By Charlie Kurth
I’m a Philosopher from Western Michigan University, spending two years as a Core Fellow at the Collegium. The project that brought me here looks at “negative” emotions—things like anxiety, disgust, shame, and anger. I’m trying to understand whether they help us become better people. My working hypothesis is that they can when they are felt at the right time and in the right way. This means that the hard issue—the one I’m really wrestling with—is about emotion cultivation. What, if anything, can we do to shape these emotions for the better?
In my first six months at HCAS, I’ve been making great progress on the book. This is in part due to having—as the HCAS motto states—the freedom to think: to have the time to work slowly and meticulously through the details of the book I’m writing. But at least as big a driver of my progress comes by way of my interactions with other Fellows and the opportunities to engage with scholars throughout the University of Helsinki.
As one example, at the end of February, I had the chance to present some work-in-progress at the HCAS Fellows Seminar. I’ve been working on a paper that develops a novel account of shame where I’m trying to better understand both what shame is from a scientific perspective and, from a philosophical vantage point, how shame might be morally valuable. While I felt that the paper was coming together, I also want to get it published in an interdisciplinary journal. So even though I was pretty happy with the progress I was making, I was also worried about whether I was framing the issues in an intuitively accessible manner.
The seminar feedback was tremendously helpful. I’m used to talking to philosophers in the language of philosophy. But the HCAS crew is a very interdisciplinary group. So as I was preparing my presentation for the Seminar, I was forced to focus on explaining what the core elements of my account of shame were, and how I could present them in a way that was accessible to non-philosophers. Wow—that was hard! But the payoff was big. Not only did the process leave me with a better sense of what I was trying to say, but the questions that I received from the other Fellows made me rethink some of the central assumptions that I was making. I’m now putting the finishing touches on a revised—and much stronger—version of the paper that will be sent out for review in a few weeks.

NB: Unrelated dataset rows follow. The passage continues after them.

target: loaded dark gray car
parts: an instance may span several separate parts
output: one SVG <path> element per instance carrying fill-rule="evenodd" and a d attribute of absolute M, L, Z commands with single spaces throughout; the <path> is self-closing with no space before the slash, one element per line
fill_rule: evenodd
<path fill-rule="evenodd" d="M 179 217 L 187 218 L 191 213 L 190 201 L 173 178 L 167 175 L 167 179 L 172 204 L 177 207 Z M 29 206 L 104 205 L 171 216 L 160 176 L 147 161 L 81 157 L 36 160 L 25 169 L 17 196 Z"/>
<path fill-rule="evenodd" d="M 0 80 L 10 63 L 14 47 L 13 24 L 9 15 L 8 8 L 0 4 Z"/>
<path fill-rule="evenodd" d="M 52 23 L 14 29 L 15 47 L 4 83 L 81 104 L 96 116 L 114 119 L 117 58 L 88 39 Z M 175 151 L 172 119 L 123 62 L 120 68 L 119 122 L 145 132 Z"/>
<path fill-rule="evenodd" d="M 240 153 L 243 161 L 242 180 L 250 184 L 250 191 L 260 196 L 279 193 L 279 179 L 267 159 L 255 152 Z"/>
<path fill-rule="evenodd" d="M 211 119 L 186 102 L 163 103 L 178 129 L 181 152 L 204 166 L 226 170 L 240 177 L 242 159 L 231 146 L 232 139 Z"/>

Shortly after my Fellows Seminar session, I also had the opportunity to put together a panel discussion for the HCAS Kollegium Talks Series at Think Corner. The session’s title was, “An Upside to Negative Feelings?” and it consisted of three scholars discussing how feeling bad can be good for us. Anni Kajanus, Associate Professor of Social and Cultural Anthropology at the University of Helsinki, talked about her recent work on irritation. Based on her study of individuals in the US, Finland, and China, she’s found not only that we tend to be (particularly) irritated by people we are close to, but that this irritation can be a valuable tool—one that helps us protect (even strengthen) our relationships. In short, being annoyed at your spouse can be a good thing!
Antti Kauppinen, Professor of Practical Philosophy at the University of Helsinki, discussed anger. Feeling angry when someone harms something you care about is an important sign that you value the thing that’s been harmed. And being angry about these harms can also be an important source of motivation to protect what’s been damaged. For instance, if someone insults your friend, it makes you angry and you’re likely to feel moved to stand up for them as a result. That can be a very good thing.
My contribution was to talk about some of my work on anxiety. As I see it, anxiety is an emotion we feel when we are uncertain about what to do or say. And our anxiety can be helpful because it can motivate useful reflection: it makes us think about how best to resolve the uncertainty we face and so come to a better decision about what to do. The result of the Think Corner event was a lively discussion, not just between the three of us, but a lengthy and enjoyable Q&A session with the audience.